The sentry saluted instinctively. “Saw that one skulking through the camp and came to make sure he wasn't up to anything sir.” The captains’ eyes narrowed menacingly.

“Erm mam.” The sentry quickly corrected, fumbling awkwardly. The captain changed her expression to an overly toothy smile, head craning ever so slightly to the side.

“Dismissed.” She said, turning away without any further consideration as the sentry clumsily exited the tent distressed to the point of tripping.

“Now, who are you little goblin, and why are you here?” The captain inquired.

“I've been sent to take care of these horses, I'm the new stable hand,” Buck replied, what he thought would be a genuine smile across his face (it was not).

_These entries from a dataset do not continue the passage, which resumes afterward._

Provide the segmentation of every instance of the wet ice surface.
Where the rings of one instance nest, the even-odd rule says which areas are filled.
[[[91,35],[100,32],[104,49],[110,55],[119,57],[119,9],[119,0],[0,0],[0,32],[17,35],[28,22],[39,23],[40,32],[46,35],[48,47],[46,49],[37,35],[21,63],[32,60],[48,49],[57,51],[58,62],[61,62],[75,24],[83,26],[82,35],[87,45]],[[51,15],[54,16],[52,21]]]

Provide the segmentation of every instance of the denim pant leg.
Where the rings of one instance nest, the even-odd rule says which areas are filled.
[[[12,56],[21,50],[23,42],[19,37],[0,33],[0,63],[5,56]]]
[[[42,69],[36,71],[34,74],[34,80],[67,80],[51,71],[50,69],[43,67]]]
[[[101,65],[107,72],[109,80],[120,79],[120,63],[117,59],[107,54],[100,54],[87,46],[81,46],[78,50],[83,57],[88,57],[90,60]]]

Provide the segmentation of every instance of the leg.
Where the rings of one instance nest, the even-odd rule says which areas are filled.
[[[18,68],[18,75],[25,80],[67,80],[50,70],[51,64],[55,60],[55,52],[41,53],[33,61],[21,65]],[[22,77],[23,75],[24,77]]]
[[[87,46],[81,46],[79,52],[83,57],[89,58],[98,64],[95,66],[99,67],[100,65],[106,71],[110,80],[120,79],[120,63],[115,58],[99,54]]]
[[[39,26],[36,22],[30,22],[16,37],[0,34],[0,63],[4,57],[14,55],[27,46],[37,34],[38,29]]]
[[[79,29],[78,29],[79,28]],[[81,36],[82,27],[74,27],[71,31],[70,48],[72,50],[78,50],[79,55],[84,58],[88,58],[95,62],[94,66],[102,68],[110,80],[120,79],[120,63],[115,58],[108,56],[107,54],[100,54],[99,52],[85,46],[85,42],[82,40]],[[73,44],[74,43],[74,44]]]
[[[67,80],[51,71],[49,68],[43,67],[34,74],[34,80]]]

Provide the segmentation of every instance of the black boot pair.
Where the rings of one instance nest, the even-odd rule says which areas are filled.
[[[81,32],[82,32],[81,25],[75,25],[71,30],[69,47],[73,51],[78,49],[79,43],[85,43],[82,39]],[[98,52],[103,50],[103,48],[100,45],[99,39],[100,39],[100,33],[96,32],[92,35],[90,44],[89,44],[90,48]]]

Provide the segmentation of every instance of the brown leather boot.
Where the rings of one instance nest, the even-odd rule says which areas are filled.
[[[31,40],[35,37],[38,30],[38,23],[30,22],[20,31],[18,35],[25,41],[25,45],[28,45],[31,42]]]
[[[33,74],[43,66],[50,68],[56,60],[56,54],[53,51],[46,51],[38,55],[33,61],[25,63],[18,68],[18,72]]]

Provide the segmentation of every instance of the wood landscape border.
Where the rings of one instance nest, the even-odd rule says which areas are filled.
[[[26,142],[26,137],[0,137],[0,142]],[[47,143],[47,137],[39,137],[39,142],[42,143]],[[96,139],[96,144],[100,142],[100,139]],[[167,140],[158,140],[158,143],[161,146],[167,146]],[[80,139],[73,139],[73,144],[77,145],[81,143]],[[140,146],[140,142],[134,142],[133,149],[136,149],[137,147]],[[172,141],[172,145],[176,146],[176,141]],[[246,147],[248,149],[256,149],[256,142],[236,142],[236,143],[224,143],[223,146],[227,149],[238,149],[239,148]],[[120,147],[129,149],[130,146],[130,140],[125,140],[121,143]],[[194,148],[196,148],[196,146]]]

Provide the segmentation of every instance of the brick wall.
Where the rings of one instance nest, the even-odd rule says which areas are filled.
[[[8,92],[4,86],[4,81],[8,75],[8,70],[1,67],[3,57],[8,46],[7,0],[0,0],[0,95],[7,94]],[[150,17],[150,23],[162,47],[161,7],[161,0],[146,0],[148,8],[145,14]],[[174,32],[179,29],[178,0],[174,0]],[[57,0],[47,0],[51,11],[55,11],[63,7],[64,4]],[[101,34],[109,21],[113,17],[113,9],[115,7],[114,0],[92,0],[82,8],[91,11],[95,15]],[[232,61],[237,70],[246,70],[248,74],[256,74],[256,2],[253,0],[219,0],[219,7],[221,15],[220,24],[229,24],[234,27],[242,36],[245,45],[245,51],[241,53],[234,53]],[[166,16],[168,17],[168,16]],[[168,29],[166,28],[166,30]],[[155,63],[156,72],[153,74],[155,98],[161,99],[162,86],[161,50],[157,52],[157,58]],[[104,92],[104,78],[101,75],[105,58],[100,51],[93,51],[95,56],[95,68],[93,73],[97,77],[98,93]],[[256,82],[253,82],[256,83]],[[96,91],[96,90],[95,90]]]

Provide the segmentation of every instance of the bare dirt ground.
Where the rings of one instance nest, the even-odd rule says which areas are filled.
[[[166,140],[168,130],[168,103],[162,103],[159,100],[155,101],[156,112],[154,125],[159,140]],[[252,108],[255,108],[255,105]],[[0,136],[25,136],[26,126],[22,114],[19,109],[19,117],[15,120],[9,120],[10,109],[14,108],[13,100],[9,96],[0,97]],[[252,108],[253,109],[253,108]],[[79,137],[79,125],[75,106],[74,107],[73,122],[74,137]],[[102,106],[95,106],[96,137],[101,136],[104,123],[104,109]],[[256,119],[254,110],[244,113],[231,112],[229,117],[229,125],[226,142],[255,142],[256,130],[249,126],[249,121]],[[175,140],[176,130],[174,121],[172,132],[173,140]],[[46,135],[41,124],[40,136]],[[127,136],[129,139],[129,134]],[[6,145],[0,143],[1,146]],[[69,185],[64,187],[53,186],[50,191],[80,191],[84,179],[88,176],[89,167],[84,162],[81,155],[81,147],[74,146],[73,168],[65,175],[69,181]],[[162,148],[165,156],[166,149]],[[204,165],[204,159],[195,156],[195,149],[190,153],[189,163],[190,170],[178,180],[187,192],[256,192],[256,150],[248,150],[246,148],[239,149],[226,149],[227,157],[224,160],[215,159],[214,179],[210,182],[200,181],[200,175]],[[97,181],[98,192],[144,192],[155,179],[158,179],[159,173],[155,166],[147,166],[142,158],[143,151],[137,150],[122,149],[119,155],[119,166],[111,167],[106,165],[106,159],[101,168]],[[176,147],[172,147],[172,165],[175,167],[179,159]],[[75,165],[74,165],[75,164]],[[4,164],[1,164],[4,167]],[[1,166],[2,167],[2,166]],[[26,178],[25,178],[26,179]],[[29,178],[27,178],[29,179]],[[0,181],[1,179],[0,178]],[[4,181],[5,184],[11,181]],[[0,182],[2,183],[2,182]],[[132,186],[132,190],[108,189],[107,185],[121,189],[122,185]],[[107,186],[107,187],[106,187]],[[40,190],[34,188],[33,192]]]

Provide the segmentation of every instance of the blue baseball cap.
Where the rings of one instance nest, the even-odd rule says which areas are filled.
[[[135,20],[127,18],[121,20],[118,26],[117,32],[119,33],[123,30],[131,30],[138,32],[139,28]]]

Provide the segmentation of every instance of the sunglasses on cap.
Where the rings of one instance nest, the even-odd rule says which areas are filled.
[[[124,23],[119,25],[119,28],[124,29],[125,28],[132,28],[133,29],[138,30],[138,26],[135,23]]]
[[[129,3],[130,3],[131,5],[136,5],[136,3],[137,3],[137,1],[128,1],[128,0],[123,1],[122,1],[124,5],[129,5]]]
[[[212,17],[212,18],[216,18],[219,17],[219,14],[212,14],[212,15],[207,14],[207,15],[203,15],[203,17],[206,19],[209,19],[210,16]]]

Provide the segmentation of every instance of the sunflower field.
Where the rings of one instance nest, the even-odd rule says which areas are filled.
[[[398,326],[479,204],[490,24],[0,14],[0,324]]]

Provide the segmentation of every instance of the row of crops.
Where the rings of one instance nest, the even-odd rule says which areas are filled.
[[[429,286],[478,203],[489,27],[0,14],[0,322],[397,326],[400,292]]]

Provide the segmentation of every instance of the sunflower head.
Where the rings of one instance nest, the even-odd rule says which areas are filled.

“That lines not going to work on me. This is my command and I have not been informed or asked of additional help.” She said raising to her full height, placing one hand on the hilt of her sword.

“Talk now, and be honest. All I do is whistle and more soldiers than you could count will be here in a heartbeat. Lying to me will not end well for you.” She stated coldly.

“Not that I would need their help to deal with you.”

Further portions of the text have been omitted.